Local Government Minister Ron Hoenig has refused to get involved after a call from Ourimbah residents asking for State Government support to get land returned to the community.
The Minister was obliged to respond after a petition from more than 500 residents was lodged with the State Parliament.
The petition called on the State Government to call on Central Coast Council to take possession of University land on behalf of the community.
The residents want the University of Newcastle to return to the community the land at 1A Jacques St, Ourimbah, which was home until recently of The Hangar.
Mr Hoenig said the future of the land was exclusively a matter for the university as the landholder and he noted it was in conversation with Central Coast Council.
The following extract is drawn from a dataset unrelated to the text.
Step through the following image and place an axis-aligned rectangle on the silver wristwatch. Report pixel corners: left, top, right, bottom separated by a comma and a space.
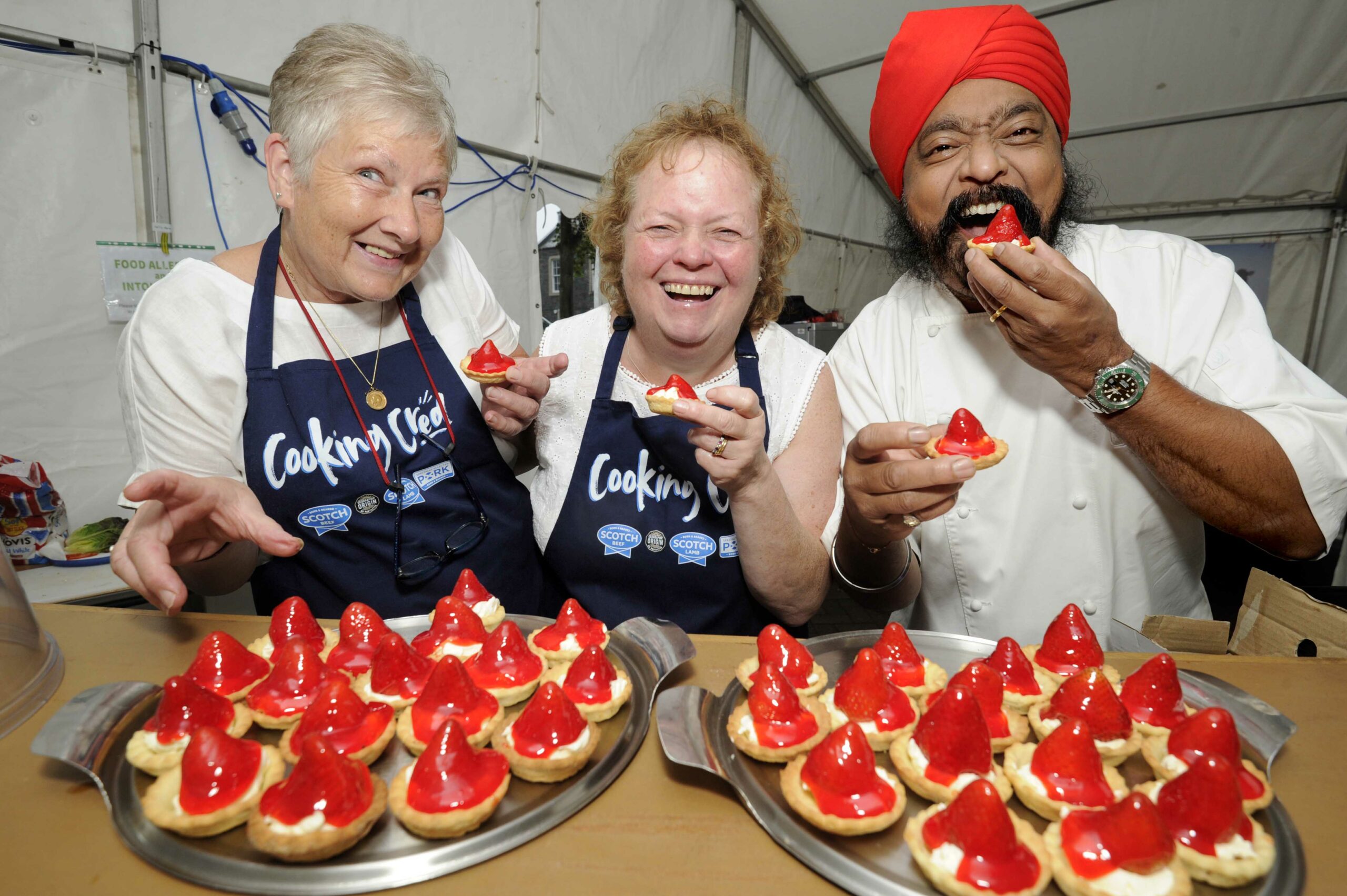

He said as the Local Government Minister he did not have wide-ranging powers to intervene in the affairs of individual councils.
“The Act also does not provide me the power to direct a council to acquire or dispose of land holdings,” Mr Hoenig said in his response, made public on July 13.
“Councils are largely independent and self-governing bodies with discretions, rights and powers conferred by law,” he said.
Mr Hoenig said he had written to the administrator of Council, Rik Hart, advising him of the petition.
“As the tier closest to the community, councils are responsible for deciding how best to spend resources to best meet the current and future needs of their local community,” Mr Hoenig said.
Newcastle university demolished the Nissen Hut, called the Hangar, recently but public toilets are still there.
The community donated the land to the university in the 1990s.
But the university stopped using the Hangar years ago and recently decided it no longer needed the land and wanted to sell it.
It was intended to dismantle the Nissen Hut but earlier this year it was deemed unsalvageable and it was demolished.
Ourimbah Region Residents Association campaigned to save the Nissen Hut and now want the land returned to the community.
Earlier this year the association said it believed the university had a moral obligation to return the land to the community.